6.5.2 To support the creative activities for the society and environment regularly from the Company’s profit.
6.5.3 To inculcate the conscience of social responsibility and the environment among the employees at all levels continuously and earnestly.
6.5.4 To give priority of all transaction deal with the trade partners who has the same goal in society and environment.
6.5.5 To treat and cooperate or control for strict treatment, according to the intention of the law and regulations, issued by the corporate governance section.
6.5.6 To regard it as a main duty and policy to give priority to the activities of the community and society, aiming for development of society, the environment, creativity and conservation of the good natural resources. Including supporting education to the youth, support public activities that benefit the deprived communities to be stronger, self-reliant, under the self-sufficient economy with creativity to skill and development of occupation to the general communities.

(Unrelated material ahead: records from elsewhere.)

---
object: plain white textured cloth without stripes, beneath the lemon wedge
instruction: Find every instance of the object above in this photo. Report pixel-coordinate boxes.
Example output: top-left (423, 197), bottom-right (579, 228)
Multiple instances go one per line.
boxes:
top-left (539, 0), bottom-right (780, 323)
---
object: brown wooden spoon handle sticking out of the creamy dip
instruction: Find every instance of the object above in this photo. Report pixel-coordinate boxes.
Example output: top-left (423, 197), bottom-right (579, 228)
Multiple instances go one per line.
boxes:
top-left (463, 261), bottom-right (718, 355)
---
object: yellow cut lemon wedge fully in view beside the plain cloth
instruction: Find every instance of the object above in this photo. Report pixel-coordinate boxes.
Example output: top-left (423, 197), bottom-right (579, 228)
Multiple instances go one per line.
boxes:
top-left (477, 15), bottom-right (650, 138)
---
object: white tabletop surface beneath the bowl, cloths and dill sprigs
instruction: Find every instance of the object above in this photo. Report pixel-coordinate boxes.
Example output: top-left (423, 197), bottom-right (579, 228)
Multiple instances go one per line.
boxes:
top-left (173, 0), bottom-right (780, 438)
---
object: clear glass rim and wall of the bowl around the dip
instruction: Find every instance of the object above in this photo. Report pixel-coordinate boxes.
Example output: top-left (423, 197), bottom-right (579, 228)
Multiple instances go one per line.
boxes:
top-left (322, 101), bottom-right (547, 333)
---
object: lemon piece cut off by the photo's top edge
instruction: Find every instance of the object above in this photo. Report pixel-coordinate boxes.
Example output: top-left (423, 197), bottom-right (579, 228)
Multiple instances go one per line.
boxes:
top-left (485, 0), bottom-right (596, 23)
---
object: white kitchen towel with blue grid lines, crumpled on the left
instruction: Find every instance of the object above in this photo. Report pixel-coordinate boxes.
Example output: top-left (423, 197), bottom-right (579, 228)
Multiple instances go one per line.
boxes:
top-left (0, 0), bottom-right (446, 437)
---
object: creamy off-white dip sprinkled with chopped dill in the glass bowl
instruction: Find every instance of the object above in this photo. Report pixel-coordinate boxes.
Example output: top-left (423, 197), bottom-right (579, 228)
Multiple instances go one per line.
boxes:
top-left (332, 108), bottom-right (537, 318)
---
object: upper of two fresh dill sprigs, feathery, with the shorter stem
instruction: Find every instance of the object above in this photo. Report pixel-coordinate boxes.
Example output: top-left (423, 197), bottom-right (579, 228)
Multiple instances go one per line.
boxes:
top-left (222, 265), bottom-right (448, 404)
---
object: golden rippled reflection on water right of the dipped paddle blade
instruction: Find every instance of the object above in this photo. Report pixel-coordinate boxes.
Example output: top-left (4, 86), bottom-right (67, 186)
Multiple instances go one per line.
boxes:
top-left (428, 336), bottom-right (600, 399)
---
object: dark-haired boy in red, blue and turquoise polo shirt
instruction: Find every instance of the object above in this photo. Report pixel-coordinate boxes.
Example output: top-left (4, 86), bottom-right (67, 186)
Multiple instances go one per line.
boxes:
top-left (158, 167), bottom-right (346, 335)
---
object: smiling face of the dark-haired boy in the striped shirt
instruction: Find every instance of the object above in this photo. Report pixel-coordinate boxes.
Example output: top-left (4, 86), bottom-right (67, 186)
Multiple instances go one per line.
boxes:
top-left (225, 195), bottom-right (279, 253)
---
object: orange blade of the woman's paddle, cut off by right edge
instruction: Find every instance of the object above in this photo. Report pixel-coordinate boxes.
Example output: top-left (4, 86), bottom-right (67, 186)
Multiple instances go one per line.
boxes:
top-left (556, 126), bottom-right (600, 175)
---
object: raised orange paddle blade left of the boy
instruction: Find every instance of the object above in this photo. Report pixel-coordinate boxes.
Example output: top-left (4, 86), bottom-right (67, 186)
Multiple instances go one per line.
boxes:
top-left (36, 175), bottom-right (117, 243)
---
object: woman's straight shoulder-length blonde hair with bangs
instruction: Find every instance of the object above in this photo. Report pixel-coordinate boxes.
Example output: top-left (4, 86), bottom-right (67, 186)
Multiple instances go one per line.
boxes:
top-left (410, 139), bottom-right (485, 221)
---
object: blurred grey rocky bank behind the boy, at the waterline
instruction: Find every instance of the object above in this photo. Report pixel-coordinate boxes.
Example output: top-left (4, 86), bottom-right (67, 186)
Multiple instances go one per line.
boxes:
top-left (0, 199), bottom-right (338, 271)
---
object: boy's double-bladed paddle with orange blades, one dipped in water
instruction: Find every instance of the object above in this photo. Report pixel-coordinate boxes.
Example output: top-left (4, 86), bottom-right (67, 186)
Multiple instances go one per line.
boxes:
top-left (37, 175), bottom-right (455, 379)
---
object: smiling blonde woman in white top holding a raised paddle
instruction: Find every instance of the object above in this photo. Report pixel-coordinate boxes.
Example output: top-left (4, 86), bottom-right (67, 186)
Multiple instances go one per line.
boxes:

Chapter 7 Disclosure of information and transparency
The role of the board of directors concerning the disclosure of information and transparency
- The board of directors has the duty to disclose information on financial and non-financial report sufficiently, reliably, and in time for the shareholders and the stakeholders to receive the information equally as prescribed by the law, regulation and the public sector involved.
- The Company should be prepared the corporate information carefully, clearly, and compactly, using simplified language with transparency.Regularly disclose of important information on both positive and negative sides which carefully not to cause users misunderstanding and confuse of factual information.
- Providing an investor relations unit to publicizes/communicates data that is beneficial to the shareholders, the investors, the securities analysts, and the involved persons to know the information of the Company.
- The board of directors should provide sufficient resources to help develop capability of the management in presenting information and communications.
- The Company should disclose the important information to the public as follows:
- Objectives of the Company.
- Financial status and operation results of the Company.
- Structure of shareholding and the right to vote.
- List of the directors, committees, the senior management and their remuneration.
- Factors and policies on risk management that is visible, concerning the operations and finance.
- Issues with essence concerning the employees and the stakeholders.
- It should unveil in the annual report on the number of times that each of the directors and/or the subcommittees attends the meetings, compared with the number of times of the board meetings and/or subcommittees each year.